Structure and Function
Enzymes are 3D complex globular proteins and although the enzyme itself is usually larger than the substrate only a small part of the enzyme actually comes into play. The active site of the enzyme is where it comes into contact with the substrate and it is only a few of the amino acids which make it up out of the total.
There are two types of enzymes:
- Intracellular – made and used within cells for reactions like metabolism.
- Extracellular – produced by cells but work outside the cell in reactions like during digestion.
Factors that affect the rate of reaction of enzymes
- Temperature – Enzymes have their optimum temperature and anything significantly above or below will begin to denature and slow the rate of reaction.
- pH – As well as temperature, enzymes also have an optimum pH in which they work fastest. For most enzymes it’s around 7-8 pH.
- Substrate Concentration – The more substrate complex that is available for the enzyme the faster the rate of reaction until a point when it levels out.
- Enzyme Concentration – As the enzyme concentration increases the rate of reaction increases because there are more enzyme molecules, this increases the collision rate.
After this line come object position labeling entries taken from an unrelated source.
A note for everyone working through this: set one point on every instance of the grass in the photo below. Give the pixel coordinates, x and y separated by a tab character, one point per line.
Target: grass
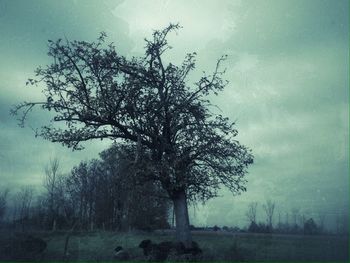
217	246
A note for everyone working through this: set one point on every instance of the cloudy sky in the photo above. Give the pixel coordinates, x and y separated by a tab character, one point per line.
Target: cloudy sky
288	68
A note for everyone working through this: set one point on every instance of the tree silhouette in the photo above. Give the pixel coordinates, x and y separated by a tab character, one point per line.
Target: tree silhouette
96	93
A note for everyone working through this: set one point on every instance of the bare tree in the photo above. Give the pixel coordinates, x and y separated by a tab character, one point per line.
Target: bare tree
321	220
178	139
295	214
269	208
24	202
51	182
251	212
3	203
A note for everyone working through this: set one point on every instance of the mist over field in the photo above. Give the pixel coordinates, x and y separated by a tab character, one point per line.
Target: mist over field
288	92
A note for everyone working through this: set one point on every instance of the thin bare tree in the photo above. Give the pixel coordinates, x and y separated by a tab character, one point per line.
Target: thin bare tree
51	181
3	203
269	208
251	212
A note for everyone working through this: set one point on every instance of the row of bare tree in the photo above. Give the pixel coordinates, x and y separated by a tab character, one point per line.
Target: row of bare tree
99	193
294	222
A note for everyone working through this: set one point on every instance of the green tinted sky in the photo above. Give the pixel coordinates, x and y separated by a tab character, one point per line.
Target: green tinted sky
288	69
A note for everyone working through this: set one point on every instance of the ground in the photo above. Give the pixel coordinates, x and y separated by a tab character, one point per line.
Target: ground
218	246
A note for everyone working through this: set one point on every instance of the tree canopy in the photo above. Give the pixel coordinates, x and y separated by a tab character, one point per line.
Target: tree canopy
97	93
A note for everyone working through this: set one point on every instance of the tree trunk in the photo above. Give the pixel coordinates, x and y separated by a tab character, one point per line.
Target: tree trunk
183	232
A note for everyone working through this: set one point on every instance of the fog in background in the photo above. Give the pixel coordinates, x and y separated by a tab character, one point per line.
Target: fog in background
288	67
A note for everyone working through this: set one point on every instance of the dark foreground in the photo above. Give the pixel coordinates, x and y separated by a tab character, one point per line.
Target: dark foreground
216	246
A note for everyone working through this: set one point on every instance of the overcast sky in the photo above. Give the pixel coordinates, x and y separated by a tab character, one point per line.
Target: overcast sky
288	68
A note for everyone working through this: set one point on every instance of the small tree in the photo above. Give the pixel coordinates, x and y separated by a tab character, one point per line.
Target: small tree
96	93
269	208
251	212
310	227
3	203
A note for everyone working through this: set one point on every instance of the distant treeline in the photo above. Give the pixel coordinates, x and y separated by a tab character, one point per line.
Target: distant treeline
102	193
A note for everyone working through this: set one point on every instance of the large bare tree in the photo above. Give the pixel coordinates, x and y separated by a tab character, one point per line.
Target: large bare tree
96	93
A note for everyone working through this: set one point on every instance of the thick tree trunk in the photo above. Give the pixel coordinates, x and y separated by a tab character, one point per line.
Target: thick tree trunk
183	232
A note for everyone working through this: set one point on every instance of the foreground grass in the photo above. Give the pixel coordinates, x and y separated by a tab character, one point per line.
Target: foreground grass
217	246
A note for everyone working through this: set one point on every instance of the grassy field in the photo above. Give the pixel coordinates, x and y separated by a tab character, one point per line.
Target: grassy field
217	246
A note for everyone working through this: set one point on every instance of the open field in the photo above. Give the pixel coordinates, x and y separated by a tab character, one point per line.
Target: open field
218	246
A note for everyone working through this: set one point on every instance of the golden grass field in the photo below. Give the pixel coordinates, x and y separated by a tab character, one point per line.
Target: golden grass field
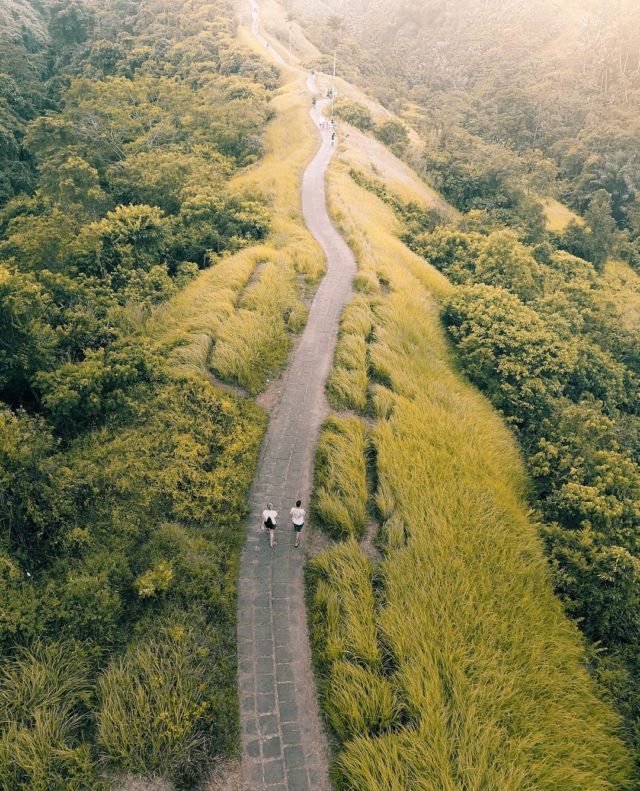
449	664
237	318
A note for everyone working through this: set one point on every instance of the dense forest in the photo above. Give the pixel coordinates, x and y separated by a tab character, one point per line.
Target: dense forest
123	478
516	106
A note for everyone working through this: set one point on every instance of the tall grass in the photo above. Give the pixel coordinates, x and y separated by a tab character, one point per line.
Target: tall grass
44	694
153	712
237	318
489	679
340	493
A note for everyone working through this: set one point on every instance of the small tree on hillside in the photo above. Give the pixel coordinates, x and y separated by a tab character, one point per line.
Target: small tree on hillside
602	239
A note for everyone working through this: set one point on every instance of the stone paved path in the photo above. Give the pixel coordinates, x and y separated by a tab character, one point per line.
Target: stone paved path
283	743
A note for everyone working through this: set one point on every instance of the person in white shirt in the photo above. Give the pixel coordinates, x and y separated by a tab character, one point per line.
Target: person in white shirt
297	520
270	522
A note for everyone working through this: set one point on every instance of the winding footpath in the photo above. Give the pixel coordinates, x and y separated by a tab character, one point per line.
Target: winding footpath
283	743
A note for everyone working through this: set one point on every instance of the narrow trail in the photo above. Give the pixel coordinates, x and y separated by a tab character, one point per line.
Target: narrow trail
283	743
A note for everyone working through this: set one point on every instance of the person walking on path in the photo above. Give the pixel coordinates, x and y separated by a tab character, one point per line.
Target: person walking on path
297	514
270	522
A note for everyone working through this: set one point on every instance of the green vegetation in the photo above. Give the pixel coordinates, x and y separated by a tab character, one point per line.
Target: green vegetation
449	663
126	205
551	112
536	330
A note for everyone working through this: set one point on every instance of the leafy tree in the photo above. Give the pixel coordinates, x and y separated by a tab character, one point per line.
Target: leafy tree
392	133
355	114
78	395
503	261
508	351
603	229
28	341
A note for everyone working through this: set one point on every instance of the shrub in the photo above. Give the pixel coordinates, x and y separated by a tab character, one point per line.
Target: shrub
354	113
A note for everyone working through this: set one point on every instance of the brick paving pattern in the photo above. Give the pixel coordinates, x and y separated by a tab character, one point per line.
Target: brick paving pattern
284	746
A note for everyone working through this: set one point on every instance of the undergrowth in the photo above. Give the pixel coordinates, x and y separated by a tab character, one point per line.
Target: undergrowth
450	664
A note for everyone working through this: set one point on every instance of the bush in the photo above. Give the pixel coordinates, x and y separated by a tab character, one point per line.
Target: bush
78	395
355	114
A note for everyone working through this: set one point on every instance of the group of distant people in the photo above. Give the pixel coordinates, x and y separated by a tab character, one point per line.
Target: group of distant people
269	521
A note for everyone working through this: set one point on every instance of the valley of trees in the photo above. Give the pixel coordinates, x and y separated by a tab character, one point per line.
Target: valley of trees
122	481
517	104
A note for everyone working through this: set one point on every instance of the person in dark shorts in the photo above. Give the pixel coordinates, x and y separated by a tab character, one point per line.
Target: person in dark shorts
270	522
297	520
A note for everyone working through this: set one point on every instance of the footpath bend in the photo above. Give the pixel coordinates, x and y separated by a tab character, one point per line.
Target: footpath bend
283	743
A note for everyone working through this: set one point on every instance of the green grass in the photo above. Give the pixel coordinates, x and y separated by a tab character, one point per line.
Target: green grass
340	495
458	622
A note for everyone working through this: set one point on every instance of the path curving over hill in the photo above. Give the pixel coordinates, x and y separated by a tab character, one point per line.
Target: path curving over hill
283	742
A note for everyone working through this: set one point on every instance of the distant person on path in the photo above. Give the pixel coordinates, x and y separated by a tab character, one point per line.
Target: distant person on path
270	522
297	520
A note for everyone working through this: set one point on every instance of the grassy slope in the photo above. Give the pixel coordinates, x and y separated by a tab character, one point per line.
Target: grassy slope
457	668
237	317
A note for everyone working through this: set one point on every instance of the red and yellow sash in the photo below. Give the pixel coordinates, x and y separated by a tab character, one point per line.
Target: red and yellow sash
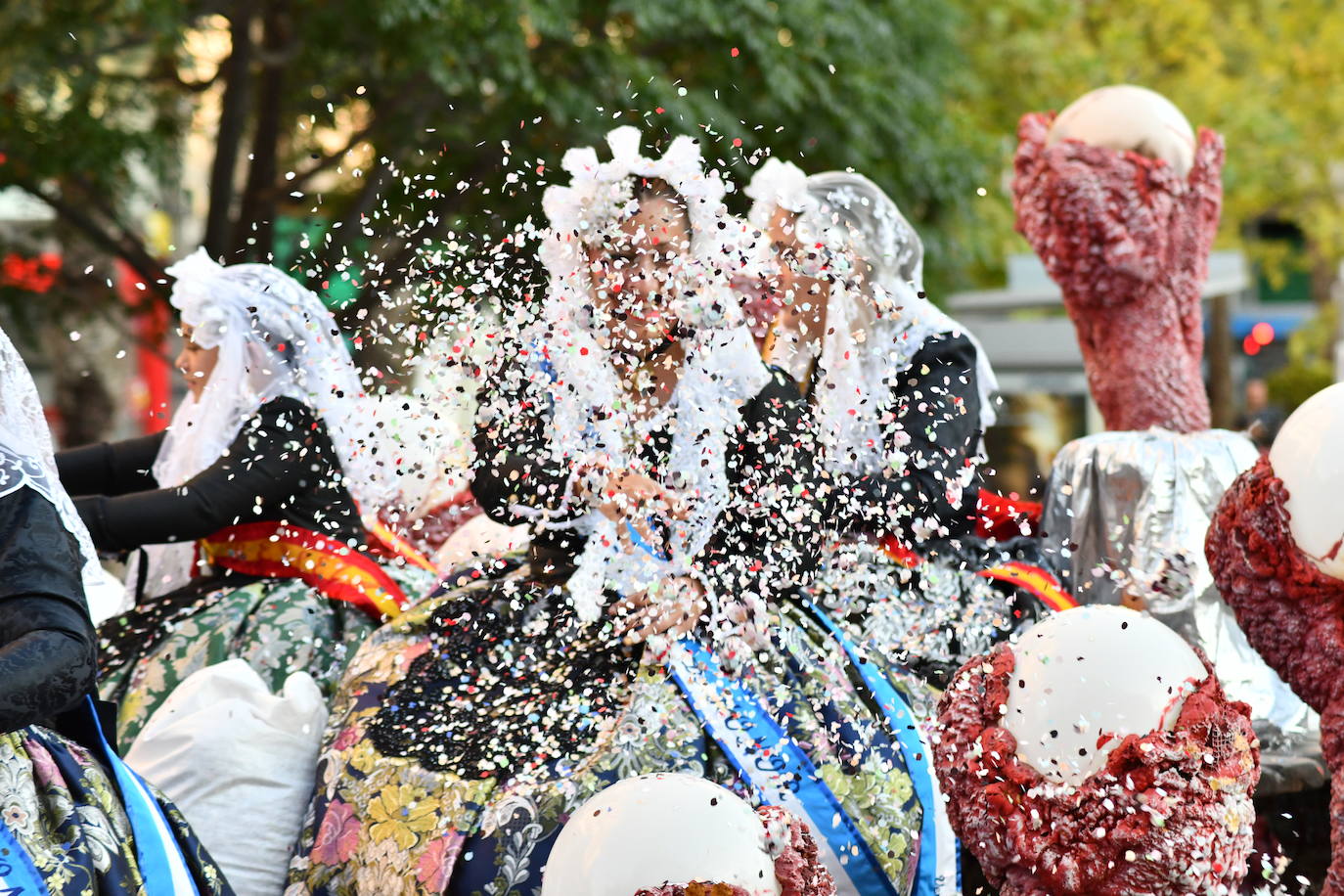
1031	579
291	553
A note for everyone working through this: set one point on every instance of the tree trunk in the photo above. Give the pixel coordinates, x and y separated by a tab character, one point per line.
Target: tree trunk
257	211
1219	353
233	122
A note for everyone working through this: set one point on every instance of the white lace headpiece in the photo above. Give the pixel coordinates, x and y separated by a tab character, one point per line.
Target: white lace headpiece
274	337
874	328
722	367
25	438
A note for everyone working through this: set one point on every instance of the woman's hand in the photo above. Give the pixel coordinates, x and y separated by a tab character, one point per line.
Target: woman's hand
672	611
625	496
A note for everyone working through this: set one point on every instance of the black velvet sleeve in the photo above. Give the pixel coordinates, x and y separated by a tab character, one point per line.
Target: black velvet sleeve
47	645
515	475
769	536
111	468
265	467
937	406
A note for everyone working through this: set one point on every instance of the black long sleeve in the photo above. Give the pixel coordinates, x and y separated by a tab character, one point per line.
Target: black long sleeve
47	645
765	540
769	538
514	464
935	403
111	468
281	467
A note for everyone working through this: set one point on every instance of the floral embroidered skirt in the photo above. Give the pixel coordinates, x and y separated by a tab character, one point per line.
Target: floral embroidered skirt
468	730
62	808
279	626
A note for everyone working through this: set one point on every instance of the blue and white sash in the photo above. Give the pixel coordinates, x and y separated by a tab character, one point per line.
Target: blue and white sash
938	848
18	874
777	767
161	864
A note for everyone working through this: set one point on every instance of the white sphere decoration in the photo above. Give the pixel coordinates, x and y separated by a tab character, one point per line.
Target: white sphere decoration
1128	117
1307	457
660	829
1091	672
480	538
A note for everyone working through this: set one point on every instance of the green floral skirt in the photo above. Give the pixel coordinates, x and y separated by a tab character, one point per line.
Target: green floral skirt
468	730
279	626
62	809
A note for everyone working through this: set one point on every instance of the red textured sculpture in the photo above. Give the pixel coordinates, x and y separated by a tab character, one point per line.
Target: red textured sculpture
1128	242
1290	611
1168	814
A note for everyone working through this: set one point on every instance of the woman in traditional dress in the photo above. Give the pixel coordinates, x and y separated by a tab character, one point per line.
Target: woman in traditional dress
74	821
902	395
667	474
248	506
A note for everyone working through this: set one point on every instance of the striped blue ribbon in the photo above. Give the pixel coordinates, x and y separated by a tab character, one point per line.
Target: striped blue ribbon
902	723
776	766
18	874
161	864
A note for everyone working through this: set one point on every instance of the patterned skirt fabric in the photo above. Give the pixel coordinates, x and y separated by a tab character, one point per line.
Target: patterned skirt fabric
468	730
279	626
62	808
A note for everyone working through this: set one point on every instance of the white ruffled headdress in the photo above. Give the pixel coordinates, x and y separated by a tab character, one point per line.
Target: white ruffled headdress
722	370
276	338
24	435
872	334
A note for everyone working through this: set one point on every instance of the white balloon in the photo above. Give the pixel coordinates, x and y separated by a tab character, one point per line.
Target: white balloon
1092	672
660	829
1128	117
1307	457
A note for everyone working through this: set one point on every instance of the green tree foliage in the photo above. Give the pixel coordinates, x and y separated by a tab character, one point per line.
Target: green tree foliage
352	105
Competitive inhibitors compete with the substrate for the active sites of the enzyme molecules. The inhibitor will have the same binding site configuration as the substrate thus meaning the enzyme will accept it.
An example of competitive inhibition could be malonic acid which competes with succinate for active sites of succinic dehydrogenase, an important enzyme in the Krebs cycle.
- This shows on the diagram where the substrate has occupied the active site of the enzyme.
- The red substrate is a competitive inhibitor which is occupying the active site.
- Because the inhibitor is in the active site of the enzyme there aren’t any free for any other substrate.
Non-competitive inhibitors don’t attach to the active site of the enzyme but somewhere else on the enzyme. They alter the shape of the enzyme molecule in such a way that the active site changes its shape, making the active site no longer able to accommodate the substrate.
An example of non-competitive inhibition could be cyanide (or potassium cyanide – KCN) which combines dehydrogenase with the cytochrome enzymes responsible for the transfer of hydrogen atoms during cellular respiration.
- This shows the substrate in the active site of the enzyme.
- Because the non-competitive inhibitor has attached to the enzyme, it has changed shape which means the substrate can’t attach to the binding site.
- The non-competitive inhibitor attaches to the enzyme but not at the active site.
Immobilised enzymes are enzymes which are attached to an inert and insoluble material. This inert material allows them to be held in place throughout the reaction. They can also be used again and again because they are attached to the inert material. They are used widely in industry because they are extremely efficient.